Nathan Hill’s 600-page debut is a novel about life; the decisions we make and consequences. It asks the big questions. The Nix often left me thinking about what I had just read for the rest of the day making my senses and perception of life heightened – I was so actively conscious of everyone around me and their detailed lives that were somewhat impossibly as detailed as my own.

The timescale in The Nix ranges from the late 1960s to 2011 meaning that we see at least two generations-worth of life in Hill’s novel. The great thing about his use of timescale (and multiple characters’ perspectives) is that everything is so interesting. There’s never a dull moment (besides the 10 page-long sentence about ¾ of the way through). Each of the characters has flaws, but not irritatingly so. They’re people, they make mistakes. I never found myself sighing at a certain character’s chapter thinking, “oh no, not this character again!” Another awesome thing about the timescale/character perspective is that it’s not chronological – which gives a sense of effortlessness and enjoyment about reading each of the characters’ lives in a way that unravels, much like an Agatha Christie novel, as the plot progresses. This also emphasises the element of mystery in the book. I couldn’t stop reading, such a page-turner!

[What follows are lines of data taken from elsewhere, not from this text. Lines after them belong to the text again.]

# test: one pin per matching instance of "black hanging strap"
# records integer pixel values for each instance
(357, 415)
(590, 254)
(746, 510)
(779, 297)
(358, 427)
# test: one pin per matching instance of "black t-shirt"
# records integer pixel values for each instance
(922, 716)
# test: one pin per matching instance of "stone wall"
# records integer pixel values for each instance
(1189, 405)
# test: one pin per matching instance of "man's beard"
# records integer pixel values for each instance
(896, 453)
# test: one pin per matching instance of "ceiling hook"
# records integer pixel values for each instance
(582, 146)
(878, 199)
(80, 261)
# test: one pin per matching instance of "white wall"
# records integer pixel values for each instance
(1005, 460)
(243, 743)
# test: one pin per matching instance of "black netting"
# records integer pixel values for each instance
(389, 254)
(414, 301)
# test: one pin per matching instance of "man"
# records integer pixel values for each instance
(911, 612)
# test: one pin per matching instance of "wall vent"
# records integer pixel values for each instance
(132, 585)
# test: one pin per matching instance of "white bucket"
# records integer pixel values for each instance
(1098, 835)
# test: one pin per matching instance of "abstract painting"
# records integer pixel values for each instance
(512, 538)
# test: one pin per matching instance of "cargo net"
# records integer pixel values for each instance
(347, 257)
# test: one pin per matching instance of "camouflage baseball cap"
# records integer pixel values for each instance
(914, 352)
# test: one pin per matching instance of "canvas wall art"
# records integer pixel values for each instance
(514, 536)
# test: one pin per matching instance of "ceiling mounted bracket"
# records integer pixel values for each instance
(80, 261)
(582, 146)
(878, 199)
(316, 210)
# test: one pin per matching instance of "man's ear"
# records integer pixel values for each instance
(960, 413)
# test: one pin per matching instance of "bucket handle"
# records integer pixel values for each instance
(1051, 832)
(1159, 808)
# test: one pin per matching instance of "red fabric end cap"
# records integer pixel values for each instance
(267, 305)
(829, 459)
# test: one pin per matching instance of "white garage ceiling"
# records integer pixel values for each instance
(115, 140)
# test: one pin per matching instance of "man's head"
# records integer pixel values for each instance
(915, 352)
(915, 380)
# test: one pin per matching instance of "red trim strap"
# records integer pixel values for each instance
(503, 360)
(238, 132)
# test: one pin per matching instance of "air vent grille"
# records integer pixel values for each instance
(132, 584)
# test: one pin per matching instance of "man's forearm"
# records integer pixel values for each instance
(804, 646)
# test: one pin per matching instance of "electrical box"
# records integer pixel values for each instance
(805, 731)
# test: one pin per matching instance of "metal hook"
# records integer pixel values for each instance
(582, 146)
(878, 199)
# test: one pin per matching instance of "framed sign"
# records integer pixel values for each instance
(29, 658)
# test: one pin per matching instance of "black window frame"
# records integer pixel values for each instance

It sounds like a weird thing to say (or write) but I have never felt so immersed and connected to characters before. It felt as if I knew them; that they’d told me about their parents, their hopes and dreams and their regrets. Now, I’m not sure if this is because it’s a particularly long novel but the way that Hill wrote his characters is SO effective. You step into their minds and walk around in their life encountering other characters that seem as just as realistic. Hill’s writing, oh – it’s just so beautiful. The way he manipulates words to express exactly what he wants them to say is so powerful. He is a detailed writer, but not so detailed that I found it pointless, pretentious or boring. The detail he uses provides insight, emotion and a connection to how the characters looked, felt and acted. His writing created such a crystal-clear image in my mind its expressive nature reminded me of painting. I also found that there were many subtle parallels throughout the text which I was delighted to see in a book I’m not reading for university.

Overall, amazing. I would recommend this book to anyone who wants a thought-provoking, well-written novel about life. However, I would like to disclose that sensitive topics are discussed in this book, such as child abuse, rape, cheating, sexism, racism, neglect and war.